La tregua tra maggioranza e opposizione è finita: chiedere a Guido Bertolaso

Il virus ha cancellato ogni interesse degli elettori per i sondaggi, le performance personali dei leader, i loro indici di gradimento: non gliene frega più niente a nessuno. Lo scontro sull’ex capo della Protezione civile indica invece che la politica tornerà presto a litigare

16.3.2020 Flavia Perina linkiesta.it lettura 3’

L’arrivo a Milano di Guido Bertolaso come consulente speciale per l’emergenza sanitaria, nelle prossime ore, è solo il segnale più visibile della faglia che si è aperta tra maggioranza e opposizione, probabilmente destinata ad allargarsi nell’immediato futuro. Il sostanziale disconoscimento da parte della Lombardia del Commissario Domenico Arcuri e del capo della protezione civile Angelo Borrelli, non è episodio da poco: mai si era vista una Regione entrare in conflitto col governo centrale durante una crisi di questa portata. Con minor clamore anche il Veneto di Luca Zaia ha annunciato la sua ribellione ai protocolli nazionali, programmando da oggi test random (su base volontaria) tra i cittadini in coda ai supermercati, allo scopo di individuare e isolare eventuali malati asintomatici di Covid: è il modello coreano, assai diverso da quello adottato ufficialmente dall’Italia che prevede test solo sui pazienti sintomatici entrati in contatto con realtà infette.

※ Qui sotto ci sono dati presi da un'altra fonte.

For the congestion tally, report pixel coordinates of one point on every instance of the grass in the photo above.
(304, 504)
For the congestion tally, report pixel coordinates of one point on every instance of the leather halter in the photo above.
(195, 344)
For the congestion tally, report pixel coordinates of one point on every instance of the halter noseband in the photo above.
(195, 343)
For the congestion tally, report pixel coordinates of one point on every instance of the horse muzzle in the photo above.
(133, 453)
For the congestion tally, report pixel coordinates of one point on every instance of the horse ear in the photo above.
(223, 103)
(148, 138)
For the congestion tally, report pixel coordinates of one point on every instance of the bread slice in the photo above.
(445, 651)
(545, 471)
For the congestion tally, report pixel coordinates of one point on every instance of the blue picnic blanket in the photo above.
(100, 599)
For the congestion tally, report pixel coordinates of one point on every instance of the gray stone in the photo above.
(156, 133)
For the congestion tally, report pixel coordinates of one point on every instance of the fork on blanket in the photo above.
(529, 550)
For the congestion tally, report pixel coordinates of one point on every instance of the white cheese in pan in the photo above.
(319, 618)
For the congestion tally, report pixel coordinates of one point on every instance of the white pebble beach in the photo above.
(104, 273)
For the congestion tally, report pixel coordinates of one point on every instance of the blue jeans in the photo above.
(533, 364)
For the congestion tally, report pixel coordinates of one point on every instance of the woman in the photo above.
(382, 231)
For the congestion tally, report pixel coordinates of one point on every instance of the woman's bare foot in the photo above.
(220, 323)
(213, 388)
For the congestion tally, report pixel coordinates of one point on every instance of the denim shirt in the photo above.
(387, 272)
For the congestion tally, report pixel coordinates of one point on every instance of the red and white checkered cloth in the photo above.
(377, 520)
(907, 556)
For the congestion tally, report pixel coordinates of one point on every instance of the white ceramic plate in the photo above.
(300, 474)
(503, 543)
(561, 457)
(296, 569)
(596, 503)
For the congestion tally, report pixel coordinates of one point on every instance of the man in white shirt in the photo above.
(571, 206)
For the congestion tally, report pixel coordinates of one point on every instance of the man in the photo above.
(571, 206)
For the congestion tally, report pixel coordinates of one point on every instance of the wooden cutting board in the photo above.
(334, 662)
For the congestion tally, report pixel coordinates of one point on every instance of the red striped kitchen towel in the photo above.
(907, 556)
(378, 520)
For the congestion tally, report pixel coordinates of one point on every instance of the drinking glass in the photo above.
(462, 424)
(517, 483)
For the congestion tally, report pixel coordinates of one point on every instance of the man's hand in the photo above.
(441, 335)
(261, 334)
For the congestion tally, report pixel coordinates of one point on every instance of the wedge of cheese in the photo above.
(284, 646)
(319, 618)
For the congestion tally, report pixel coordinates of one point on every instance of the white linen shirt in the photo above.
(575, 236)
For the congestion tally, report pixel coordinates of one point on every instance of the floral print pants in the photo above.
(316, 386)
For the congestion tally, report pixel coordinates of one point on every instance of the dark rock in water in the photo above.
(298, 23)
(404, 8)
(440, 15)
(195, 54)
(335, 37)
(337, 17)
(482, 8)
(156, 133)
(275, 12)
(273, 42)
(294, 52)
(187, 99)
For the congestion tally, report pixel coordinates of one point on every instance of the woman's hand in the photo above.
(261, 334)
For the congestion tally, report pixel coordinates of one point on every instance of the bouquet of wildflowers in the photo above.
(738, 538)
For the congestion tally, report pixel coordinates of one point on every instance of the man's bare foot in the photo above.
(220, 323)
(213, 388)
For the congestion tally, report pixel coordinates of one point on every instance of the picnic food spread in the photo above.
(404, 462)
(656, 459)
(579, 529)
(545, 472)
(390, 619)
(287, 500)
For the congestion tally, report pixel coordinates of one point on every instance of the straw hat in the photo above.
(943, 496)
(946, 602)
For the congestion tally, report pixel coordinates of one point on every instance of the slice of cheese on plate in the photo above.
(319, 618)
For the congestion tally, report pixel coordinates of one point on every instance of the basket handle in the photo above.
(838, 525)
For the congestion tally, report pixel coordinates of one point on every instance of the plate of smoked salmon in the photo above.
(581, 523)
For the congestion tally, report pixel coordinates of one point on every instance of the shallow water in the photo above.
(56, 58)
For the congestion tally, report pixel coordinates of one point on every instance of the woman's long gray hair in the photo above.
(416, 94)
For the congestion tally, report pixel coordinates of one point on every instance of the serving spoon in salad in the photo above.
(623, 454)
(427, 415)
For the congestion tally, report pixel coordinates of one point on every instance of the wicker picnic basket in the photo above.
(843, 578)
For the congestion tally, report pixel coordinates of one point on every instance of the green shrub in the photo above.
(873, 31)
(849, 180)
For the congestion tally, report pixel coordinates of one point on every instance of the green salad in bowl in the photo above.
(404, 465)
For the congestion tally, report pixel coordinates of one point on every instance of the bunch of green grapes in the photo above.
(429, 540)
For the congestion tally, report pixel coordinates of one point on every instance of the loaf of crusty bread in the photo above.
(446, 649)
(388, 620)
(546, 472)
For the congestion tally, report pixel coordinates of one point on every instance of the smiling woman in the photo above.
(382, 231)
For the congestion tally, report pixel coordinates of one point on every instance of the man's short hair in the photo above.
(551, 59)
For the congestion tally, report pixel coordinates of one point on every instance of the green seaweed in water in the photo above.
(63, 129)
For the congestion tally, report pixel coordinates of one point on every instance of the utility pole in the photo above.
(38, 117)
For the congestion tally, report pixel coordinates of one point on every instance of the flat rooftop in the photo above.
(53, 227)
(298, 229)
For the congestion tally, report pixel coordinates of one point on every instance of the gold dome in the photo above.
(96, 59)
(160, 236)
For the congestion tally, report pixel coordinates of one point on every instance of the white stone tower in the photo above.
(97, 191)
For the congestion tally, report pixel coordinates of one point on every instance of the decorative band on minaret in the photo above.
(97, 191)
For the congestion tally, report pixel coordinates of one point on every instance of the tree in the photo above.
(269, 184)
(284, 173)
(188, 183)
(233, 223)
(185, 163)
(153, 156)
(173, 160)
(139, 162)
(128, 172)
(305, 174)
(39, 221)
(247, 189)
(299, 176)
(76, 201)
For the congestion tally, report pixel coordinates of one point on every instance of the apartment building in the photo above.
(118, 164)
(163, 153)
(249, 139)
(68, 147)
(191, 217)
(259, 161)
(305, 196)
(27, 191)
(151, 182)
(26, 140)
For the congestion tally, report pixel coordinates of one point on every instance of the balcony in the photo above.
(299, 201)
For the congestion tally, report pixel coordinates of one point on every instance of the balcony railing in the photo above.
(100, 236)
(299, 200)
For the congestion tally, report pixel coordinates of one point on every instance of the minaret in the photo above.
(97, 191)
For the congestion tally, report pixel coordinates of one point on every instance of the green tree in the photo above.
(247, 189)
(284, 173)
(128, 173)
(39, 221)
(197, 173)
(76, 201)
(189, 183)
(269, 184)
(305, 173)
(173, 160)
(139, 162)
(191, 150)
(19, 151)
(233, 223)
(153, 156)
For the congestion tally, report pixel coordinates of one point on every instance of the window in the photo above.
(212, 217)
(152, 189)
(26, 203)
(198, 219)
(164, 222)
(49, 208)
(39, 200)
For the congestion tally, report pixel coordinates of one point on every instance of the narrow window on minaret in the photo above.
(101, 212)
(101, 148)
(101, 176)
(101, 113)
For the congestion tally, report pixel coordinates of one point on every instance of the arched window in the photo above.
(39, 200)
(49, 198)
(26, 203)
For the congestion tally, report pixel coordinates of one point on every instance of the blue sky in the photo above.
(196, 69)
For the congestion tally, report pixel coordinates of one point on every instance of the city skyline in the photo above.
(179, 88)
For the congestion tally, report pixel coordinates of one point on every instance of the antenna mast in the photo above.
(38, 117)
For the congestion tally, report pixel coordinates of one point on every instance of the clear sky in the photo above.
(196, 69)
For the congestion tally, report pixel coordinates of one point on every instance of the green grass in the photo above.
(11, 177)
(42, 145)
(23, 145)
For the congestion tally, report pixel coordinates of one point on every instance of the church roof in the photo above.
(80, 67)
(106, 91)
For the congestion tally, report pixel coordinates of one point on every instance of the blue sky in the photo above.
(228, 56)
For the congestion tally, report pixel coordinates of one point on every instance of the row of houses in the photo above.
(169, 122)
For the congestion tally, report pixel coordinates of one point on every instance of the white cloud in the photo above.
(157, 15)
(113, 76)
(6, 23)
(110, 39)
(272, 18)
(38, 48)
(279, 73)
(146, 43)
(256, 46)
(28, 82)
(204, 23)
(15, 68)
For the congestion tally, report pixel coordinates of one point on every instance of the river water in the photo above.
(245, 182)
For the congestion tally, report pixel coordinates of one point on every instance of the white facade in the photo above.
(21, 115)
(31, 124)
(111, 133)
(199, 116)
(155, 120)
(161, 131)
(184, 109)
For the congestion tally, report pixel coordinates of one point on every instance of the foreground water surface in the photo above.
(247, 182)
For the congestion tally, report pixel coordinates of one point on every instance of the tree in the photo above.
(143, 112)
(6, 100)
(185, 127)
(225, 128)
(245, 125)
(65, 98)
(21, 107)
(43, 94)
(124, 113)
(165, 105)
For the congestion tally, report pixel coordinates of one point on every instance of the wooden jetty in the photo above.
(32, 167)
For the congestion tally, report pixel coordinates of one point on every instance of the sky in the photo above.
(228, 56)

A quarantacinque giorni dai primi casi di Coronavirus segnalati nel nostro Paese comincia a rompersi il clima di condivisione politica che, seppure non dichiarato, seppure tra alti e bassi, è stato il sottotesto della gestione dell’epidemia finora. Succede mentre il Paese, al contrario, esibisce un desiderio di solidarietà e unità nazionale che ha colpito tutti: saranno pure ingenue le schitarrate con Fratelli d’Italia dai balconi, o l’esibizione di bandiere tricolori dallo Zen di Palermo alla Barriera di Torino, ma segnano un clima emotivo molto diverso dal passato, una richiesta di “fare comunità” molto precisa.

Guido Bertolaso e Giuseppe Conte sarebbero stati una coppia perfetta in questa fase. L’innegabile ruolo di riferimento che la crisi ha assegnato al premier sarebbe stato rafforzato dalla reputazione d’efficienza del più noto problem solver italiano, e anche politicamente l’operazione avrebbe avuto un suo senso: aderendo a una proposta lanciata da Matteo Salvini e Matteo Renzi, l’esecutivo si sarebbe costruito un’assicurazione contro nuove lacerazioni interne ed esterne. Peccato che non sia successo (e chissà che qualcuno, ora che Bertolaso arriva lo stesso, non lo rimpianga).

Tuttavia la finestra per dare al Paese quel che chiede – una gestione autorevole, unitaria, non conflittuale di questo enorme disastro sanitario, sociale ed economico – non è ancora chiusa completamente. Il virus ha cancellato ogni interesse degli elettori per i sondaggi, le performance personali dei leader, i loro indici di gradimento: non gliene frega più niente a nessuno, e così continuerà a lungo. Il rinvio delle elezioni Regionali e amministrative ha fatto sparire il campo guerresco a cui i partiti si stavano preparando da mesi. Insomma, il consueto rubabandiera tra populismo di lotta e di governo è diventato un gioco senza senso. Nessuno se ne avvantaggia e tutti dovrebbero chiedersi se non sia, questa, una straordinaria occasione di riabilitazione per classi dirigenti comunque ammaccate, per una maggioranza traballante e per un’opposizione ormai disillusa sulla possibilità di una fatale spallata.

 

Massimo Cacciari, in un insolito racconto distopico per L’Espresso, ha descritto un’immaginaria Italia Felix del 2040, che celebra come festa nazionale la data del lockdown: in questo scenario da fantascienza il coronavirus ha segnato un salto di qualità delle classi dirigenti mentre la sospensione dei vincoli di bilancio europei ha generato provvedimenti efficaci e condivisi, avviato una seria lotta all’evasione fiscale e alle diseguaglianze, implementato il servizio sanitario, ricucito il Nord e il Sud. E’ un sogno a occhi aperti, ovviamente, ma le condizioni politiche per provarci ci sono tutte. Ci sono i soldi (anche se a debito) con l’agognata libertà di sforamento dai parametri di Maastricht. C’è il consenso popolare. C’è la sostanziale sospensione delle scadenze elettorali. C’è il biasimo dell’opinione pubblica per ogni diatriba di Palazzo, che stempera i toni dell’opposizione e la spinge al dialogo. Manca solo il coraggio del tentativo: la speranza è che qualcuno lo trovi prima che anche questa emergenza diventi teatrino delle vanità e della propaganda.